Avoid token detaching from different context #1153

VegetarianOrc · 2025-10-11T02:32:33Z

What was changed

The OpenTelemetry and OpenAI Agents interceptors have been updated to avoid detaching context in such a way that does not cause a <Token> was created in a different Context error.

Why?

There are some situations where cleanup happens in a different asyncio.Task (when tasks get garbage collected for instance). When those situations happen the contextvars.Context used to create the contextvars.Token is no longer available. By confirming that the Otel context is the same as the one we attached, we can do a best effort detach and avoid the error.

Checklist

Issues Closed
1. Closes [Bug] GeneratorExit possibly causing issues on context detach in OTel finally #441
How was this tested:

A new test was added to force a GeneratorExit error after a task is garbage collected by disabling safe eviction. The test captures OpenTelemetry logs and ensures that the Failed to detach context message is not printed.

Any docs updates needed?

…was used to attach it

…helpers to test/helpers

… calls

cretz · 2025-10-17T14:57:52Z

temporalio/contrib/openai_agents/_trace_interceptor.py

+        ctx = contextvars.copy_context()
+        span = ctx.run(
+            self._create_span,
+            name="temporal:startActivity",
+            data={"activity": input.activity},
+            input=input,
+        )
+        handle = ctx.run(self.next.start_activity, input)

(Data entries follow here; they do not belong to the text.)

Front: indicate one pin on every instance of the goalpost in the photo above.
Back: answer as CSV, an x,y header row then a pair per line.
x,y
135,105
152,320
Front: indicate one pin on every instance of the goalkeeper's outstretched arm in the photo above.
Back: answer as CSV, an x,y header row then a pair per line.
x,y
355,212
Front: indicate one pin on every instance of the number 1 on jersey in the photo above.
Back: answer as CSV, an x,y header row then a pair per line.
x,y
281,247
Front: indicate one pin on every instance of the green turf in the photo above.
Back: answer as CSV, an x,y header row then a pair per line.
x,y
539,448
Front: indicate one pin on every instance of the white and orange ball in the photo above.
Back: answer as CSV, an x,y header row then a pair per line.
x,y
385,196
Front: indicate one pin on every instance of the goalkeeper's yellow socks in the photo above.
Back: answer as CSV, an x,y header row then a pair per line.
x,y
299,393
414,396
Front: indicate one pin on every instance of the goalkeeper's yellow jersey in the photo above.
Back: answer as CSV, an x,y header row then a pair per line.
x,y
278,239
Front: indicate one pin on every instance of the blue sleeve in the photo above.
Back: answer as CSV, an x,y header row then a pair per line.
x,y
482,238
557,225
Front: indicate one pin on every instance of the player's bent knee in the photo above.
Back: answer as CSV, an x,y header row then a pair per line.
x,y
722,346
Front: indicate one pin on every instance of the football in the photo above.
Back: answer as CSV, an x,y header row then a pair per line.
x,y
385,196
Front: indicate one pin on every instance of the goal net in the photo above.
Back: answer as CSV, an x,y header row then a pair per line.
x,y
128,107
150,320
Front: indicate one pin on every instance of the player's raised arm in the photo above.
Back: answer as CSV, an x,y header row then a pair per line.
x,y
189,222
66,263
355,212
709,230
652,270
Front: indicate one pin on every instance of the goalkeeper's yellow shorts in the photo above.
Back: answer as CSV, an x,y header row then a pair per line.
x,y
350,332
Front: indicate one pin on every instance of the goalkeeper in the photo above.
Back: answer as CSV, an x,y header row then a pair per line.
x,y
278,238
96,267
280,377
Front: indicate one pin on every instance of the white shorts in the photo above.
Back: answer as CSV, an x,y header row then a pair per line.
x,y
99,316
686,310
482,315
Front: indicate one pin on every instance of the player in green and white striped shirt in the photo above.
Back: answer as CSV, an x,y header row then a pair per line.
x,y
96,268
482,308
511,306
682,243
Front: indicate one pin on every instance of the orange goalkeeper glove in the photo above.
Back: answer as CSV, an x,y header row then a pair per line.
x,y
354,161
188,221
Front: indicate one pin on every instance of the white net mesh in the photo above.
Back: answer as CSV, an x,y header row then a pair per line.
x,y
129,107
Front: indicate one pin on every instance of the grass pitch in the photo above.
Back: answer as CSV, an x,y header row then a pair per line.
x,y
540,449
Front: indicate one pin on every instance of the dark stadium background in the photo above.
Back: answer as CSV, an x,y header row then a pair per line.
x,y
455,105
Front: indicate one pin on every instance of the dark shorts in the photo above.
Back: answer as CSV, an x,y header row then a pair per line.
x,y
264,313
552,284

Hrmm, adding more stack trace depth and layers of indirection for the invocation of activities is a bit rough I think. Maybe I don't understand the problem well enough. So there was an issue with span.finish too, not just .detach? Without this change here (not discussing other changes later), can we cause a failure (even if not specifically the test in this PR)? What does the failure look like? I was under the impression it was OTel detach, not span.finish. Is OpenAI+OTel span finish somehow doing detach?

Also, assuming this can fail, I think we should be able to run the finish in the copied context but not have to run user code in it because the current context is good enough.

We can create a failure using things from #1136. OpenAIAgentsInstrumentor().instrument() but it would be a lot to try to include as a test. I'm actually leaning towards a different solution here where we simply close the startActivity span when the handle is created. This is similar to what we do with Otel, and I don't think parenting the activity execution to this really does much. (It will still be parented to the workflow.

The issue here is the same underlying issue with our Otel detach. In the OpenAIAgentsInstrumentor it manages it's own tokens and when/if the Temporal SDK executes span.finish in a different context their detach will raise the error.

Similarly, if we don't run the user code in the same context, I don't expect the span hierarchy to stay intact.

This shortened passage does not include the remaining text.